The Minnesota Management and Budget department on Tuesday told schools the state will delay $423 million of payments to them this year so the state can pay its bills.
The missed payments are to be made up by the end of May, but some school leaders say they may have to take out short-term loans.
That includes ISD 196. Finance director Jeff Solomon said the district could be forced to borrow as soon as April to make up for the state's shift. Solomon said two weeks ago such borrowing might be necessary down the road, but the state's decision has made the need more immediate.
The size of delays is based on a formula in state law that makes bigger cuts for districts with larger fund balances. Some districts will continue to get their normal payments if they carry a small balance.
Solomon expects the delay to involve about $25 million for ISD 196.
231 districts' payments will be delayed out of 341 districts. Charter schools are not affected.
State attorneys say the law requires the administration to delay school payments before it can borrow from outside sources.
There was no immediate comment from the Pawlenty administration, but school leaders were not happy.
"Districts were really dumbfounded," said Grace Kelliher of the Minnesota School Boards Association.
While the law was passed to allow the state to borrow from districts with money in the bank, Kelliher said in many cases that money is committed.
Solomon described the impact as weakening the district's ability to balance its checkbook. ISD 196 entered this year with a $40 million balance in its general fund. That money is there to help cover unexpected expenses.
"That sounds like a huge mount of money, but in relation to our budget it's not," Solomon said.

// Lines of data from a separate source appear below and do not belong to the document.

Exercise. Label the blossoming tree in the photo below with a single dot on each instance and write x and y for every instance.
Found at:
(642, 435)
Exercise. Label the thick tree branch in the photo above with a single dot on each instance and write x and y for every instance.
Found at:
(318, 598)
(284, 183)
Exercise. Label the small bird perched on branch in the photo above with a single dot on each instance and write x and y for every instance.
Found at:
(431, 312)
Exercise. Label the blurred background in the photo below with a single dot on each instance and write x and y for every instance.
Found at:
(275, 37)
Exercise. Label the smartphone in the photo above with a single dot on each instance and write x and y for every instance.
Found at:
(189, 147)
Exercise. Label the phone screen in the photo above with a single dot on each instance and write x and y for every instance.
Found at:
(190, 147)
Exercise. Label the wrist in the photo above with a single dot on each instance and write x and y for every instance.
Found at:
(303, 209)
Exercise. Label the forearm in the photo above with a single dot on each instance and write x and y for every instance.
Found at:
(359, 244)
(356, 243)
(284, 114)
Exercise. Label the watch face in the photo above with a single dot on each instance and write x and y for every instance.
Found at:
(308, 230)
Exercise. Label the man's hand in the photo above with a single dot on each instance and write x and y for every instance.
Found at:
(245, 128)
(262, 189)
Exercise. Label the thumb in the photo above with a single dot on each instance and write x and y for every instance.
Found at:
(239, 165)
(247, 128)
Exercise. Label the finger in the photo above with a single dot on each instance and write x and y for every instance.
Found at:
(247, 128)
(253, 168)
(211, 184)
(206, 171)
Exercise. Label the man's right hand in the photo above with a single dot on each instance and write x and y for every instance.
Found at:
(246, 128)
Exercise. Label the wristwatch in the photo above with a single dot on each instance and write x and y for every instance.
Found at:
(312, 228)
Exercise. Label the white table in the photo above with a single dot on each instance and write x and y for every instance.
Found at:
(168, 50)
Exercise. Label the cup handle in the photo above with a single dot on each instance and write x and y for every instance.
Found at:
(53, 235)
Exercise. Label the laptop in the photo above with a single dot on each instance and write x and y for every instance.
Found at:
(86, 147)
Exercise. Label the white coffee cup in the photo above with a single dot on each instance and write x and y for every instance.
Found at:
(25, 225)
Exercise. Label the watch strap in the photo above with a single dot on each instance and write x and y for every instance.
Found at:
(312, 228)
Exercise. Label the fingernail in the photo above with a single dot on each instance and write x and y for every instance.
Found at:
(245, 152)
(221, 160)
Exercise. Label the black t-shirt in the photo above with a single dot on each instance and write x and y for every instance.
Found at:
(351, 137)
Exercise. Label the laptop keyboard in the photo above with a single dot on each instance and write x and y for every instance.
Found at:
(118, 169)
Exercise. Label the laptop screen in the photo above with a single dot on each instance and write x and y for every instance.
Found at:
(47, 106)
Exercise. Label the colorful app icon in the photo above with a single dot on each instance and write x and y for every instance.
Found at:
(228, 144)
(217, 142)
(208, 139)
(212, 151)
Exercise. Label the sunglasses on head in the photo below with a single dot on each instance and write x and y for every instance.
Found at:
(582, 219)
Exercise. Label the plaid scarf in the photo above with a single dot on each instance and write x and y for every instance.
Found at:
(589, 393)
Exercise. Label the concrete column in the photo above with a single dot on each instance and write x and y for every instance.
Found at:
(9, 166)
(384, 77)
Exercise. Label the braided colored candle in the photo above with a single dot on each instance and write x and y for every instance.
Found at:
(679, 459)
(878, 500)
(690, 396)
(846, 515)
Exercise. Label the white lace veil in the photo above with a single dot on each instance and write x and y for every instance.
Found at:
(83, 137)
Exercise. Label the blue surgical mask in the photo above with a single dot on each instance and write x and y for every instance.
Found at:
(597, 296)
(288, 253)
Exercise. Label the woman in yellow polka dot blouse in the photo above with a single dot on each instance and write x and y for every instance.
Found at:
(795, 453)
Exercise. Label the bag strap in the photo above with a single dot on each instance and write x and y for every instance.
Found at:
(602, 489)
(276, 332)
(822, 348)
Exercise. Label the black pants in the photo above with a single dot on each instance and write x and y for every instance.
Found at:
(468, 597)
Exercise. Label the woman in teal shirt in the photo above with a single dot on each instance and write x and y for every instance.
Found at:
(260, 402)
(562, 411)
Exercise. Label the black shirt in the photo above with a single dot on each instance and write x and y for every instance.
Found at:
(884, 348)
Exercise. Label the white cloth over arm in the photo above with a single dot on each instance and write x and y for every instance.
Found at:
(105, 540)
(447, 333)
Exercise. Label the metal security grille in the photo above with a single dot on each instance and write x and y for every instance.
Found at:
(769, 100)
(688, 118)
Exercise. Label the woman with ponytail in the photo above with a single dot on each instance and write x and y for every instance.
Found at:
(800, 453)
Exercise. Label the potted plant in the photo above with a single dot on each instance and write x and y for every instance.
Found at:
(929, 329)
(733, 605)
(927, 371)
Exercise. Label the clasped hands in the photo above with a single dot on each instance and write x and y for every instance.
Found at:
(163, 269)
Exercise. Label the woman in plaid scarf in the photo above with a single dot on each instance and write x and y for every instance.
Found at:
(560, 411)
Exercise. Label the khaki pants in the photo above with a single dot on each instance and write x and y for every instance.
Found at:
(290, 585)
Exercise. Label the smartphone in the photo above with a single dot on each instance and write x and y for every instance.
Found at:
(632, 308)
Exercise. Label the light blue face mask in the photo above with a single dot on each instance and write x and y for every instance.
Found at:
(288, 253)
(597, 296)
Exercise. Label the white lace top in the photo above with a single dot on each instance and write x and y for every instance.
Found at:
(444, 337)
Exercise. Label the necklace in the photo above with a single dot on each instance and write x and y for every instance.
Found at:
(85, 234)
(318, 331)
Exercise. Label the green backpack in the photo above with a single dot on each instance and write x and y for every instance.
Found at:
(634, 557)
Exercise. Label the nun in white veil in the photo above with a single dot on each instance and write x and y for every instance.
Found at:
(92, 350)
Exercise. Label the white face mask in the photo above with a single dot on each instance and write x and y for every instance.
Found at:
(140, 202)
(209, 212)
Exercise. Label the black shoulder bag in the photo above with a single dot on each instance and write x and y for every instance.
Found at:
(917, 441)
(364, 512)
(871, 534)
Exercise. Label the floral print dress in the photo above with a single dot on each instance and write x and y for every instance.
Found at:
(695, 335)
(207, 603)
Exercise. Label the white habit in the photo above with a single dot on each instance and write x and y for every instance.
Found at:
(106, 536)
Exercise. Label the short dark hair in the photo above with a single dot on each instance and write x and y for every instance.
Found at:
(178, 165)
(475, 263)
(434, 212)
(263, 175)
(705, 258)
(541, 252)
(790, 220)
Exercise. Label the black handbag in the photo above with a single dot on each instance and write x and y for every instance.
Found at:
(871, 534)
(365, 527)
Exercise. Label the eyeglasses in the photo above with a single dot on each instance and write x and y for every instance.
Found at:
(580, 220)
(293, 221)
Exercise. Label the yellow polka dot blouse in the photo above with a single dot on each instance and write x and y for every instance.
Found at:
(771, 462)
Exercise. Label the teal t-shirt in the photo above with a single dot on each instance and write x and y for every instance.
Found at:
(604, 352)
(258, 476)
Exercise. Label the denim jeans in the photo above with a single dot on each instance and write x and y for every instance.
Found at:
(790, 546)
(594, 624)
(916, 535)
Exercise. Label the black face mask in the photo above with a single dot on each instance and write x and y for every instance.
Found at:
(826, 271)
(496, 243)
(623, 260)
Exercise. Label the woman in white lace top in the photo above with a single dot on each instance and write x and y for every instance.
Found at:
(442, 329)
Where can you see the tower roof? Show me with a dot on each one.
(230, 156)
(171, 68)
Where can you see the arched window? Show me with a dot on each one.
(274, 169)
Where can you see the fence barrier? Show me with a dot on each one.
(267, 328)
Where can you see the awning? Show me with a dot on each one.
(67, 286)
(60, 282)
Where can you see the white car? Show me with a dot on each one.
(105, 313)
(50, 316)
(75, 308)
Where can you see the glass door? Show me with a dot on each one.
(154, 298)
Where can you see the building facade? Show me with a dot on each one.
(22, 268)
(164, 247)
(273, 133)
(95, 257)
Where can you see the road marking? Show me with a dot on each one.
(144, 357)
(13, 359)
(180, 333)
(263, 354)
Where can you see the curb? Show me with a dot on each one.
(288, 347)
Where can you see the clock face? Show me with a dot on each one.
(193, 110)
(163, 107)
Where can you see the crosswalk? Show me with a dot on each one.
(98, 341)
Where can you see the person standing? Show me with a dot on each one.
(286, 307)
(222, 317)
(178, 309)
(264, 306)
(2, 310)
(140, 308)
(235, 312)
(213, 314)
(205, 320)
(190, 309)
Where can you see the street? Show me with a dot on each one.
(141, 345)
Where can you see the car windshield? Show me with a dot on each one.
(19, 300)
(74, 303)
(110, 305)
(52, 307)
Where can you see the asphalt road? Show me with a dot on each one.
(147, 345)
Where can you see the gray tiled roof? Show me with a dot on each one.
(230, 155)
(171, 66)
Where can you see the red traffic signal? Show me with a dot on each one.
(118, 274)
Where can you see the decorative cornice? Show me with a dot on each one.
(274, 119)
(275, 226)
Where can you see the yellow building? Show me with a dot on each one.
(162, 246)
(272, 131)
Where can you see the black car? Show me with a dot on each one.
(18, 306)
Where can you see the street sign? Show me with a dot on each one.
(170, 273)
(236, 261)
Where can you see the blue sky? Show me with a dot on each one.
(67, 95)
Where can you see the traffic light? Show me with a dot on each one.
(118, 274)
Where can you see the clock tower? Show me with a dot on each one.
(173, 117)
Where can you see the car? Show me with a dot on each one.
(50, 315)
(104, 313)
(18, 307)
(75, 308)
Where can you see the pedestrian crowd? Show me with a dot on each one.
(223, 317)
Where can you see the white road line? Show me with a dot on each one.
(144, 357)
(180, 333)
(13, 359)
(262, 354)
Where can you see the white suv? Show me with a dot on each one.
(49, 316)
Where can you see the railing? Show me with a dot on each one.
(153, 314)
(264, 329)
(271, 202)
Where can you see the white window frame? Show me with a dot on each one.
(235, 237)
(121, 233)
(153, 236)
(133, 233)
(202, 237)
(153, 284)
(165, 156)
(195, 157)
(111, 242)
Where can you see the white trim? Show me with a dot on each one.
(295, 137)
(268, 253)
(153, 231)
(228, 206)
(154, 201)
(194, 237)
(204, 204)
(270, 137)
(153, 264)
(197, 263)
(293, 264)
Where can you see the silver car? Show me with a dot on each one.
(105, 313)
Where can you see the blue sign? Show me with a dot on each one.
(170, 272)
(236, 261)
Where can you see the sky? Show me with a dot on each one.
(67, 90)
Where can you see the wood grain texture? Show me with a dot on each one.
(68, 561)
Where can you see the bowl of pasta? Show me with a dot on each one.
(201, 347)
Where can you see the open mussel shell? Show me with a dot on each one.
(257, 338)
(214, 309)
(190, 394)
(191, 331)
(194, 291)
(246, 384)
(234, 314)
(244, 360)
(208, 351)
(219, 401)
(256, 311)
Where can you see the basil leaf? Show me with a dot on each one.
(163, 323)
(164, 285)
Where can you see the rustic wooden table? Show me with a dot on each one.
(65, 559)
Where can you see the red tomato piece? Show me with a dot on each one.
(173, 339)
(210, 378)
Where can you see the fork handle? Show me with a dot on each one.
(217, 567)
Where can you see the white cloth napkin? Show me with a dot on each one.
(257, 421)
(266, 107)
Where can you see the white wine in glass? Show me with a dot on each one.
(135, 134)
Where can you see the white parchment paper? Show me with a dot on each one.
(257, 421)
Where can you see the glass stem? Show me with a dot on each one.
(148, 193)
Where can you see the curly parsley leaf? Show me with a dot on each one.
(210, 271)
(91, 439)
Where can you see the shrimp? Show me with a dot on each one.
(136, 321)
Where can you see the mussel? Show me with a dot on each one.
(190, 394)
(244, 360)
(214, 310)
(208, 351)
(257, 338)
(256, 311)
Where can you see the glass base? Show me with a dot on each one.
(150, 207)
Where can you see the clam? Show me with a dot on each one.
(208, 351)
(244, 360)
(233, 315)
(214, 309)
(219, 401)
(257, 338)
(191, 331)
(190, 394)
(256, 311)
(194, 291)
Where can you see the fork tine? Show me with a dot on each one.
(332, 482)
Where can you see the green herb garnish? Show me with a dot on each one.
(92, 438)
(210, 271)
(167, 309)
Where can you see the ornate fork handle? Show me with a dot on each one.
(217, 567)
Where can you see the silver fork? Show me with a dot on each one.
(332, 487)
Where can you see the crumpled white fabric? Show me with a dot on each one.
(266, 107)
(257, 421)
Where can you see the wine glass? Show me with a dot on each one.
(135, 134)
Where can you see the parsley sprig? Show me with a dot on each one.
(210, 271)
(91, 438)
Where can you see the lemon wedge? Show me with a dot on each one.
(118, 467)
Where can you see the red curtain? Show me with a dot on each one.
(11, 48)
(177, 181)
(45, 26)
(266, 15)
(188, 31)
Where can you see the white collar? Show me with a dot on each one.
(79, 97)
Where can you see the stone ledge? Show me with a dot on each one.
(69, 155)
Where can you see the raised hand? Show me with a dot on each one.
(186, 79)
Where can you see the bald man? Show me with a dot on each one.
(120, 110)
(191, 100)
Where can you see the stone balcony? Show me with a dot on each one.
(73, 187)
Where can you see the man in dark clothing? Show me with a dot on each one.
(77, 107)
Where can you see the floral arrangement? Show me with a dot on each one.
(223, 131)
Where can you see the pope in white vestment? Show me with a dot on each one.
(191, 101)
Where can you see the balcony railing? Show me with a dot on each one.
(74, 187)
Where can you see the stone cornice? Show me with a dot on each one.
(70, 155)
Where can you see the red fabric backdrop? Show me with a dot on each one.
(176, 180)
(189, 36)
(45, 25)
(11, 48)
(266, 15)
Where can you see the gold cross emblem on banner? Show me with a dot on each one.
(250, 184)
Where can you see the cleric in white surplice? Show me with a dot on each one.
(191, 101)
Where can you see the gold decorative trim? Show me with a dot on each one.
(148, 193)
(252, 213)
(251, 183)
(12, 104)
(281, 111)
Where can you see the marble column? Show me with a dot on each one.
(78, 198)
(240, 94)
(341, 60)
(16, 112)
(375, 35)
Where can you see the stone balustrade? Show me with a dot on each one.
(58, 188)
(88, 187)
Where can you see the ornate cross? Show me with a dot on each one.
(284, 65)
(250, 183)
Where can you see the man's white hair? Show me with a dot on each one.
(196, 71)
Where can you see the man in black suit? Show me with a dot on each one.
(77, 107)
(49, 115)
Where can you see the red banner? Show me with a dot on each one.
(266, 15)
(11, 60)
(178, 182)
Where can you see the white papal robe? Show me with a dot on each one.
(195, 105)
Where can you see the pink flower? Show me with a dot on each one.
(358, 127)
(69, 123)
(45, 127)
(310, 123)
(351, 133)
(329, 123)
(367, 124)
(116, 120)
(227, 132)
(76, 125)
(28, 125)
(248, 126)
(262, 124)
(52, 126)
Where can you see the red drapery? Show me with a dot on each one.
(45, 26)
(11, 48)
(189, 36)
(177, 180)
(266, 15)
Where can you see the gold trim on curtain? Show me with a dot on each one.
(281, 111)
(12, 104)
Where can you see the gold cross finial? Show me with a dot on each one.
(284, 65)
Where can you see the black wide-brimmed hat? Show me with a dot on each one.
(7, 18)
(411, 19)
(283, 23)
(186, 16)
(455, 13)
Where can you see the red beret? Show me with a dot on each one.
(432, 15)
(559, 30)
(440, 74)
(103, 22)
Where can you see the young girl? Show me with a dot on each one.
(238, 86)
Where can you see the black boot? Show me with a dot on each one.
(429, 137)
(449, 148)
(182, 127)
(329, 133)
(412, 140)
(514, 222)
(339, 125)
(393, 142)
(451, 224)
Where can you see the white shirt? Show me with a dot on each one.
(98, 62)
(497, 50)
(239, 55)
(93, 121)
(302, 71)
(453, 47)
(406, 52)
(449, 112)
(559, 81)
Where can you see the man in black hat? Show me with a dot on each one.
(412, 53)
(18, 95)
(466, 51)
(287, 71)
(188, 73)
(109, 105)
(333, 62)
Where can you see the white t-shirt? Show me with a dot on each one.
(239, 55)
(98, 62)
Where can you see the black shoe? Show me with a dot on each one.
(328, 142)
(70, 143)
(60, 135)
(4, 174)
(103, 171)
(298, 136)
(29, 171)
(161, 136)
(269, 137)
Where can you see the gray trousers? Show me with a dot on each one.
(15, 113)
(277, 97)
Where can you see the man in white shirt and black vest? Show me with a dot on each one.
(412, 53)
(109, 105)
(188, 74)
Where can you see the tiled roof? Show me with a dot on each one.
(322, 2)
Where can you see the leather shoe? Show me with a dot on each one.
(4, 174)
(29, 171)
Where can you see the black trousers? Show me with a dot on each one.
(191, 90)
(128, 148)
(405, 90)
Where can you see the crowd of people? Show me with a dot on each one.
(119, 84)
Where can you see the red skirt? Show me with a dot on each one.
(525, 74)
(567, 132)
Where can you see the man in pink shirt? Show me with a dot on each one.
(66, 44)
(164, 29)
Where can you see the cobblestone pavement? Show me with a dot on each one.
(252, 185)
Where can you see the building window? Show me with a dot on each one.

That $40 million would cover about five weeks of the district's expenses.
The delayed payments were to be made on March 15, March 30 and April 15. State law requires the money to be repaid by the fiscal year's end, which is June 30, but Gov. Tim Pawlenty has said he wants to pay districts back by May 30.
Schools that have to take money out of savings because of the payment delays may face penalties and will lose interest income, Kelliher said. The state will not pay interest when it repays districts.
The law requiring the school payment delays has not been used since it was passed nearly 40 years ago.
The latest payment delay comes on top of an overall delay enacted last summer when Pawlenty balanced a $2.7 billion budget deficit. Of his solution, $1.8 billion was school payment delays.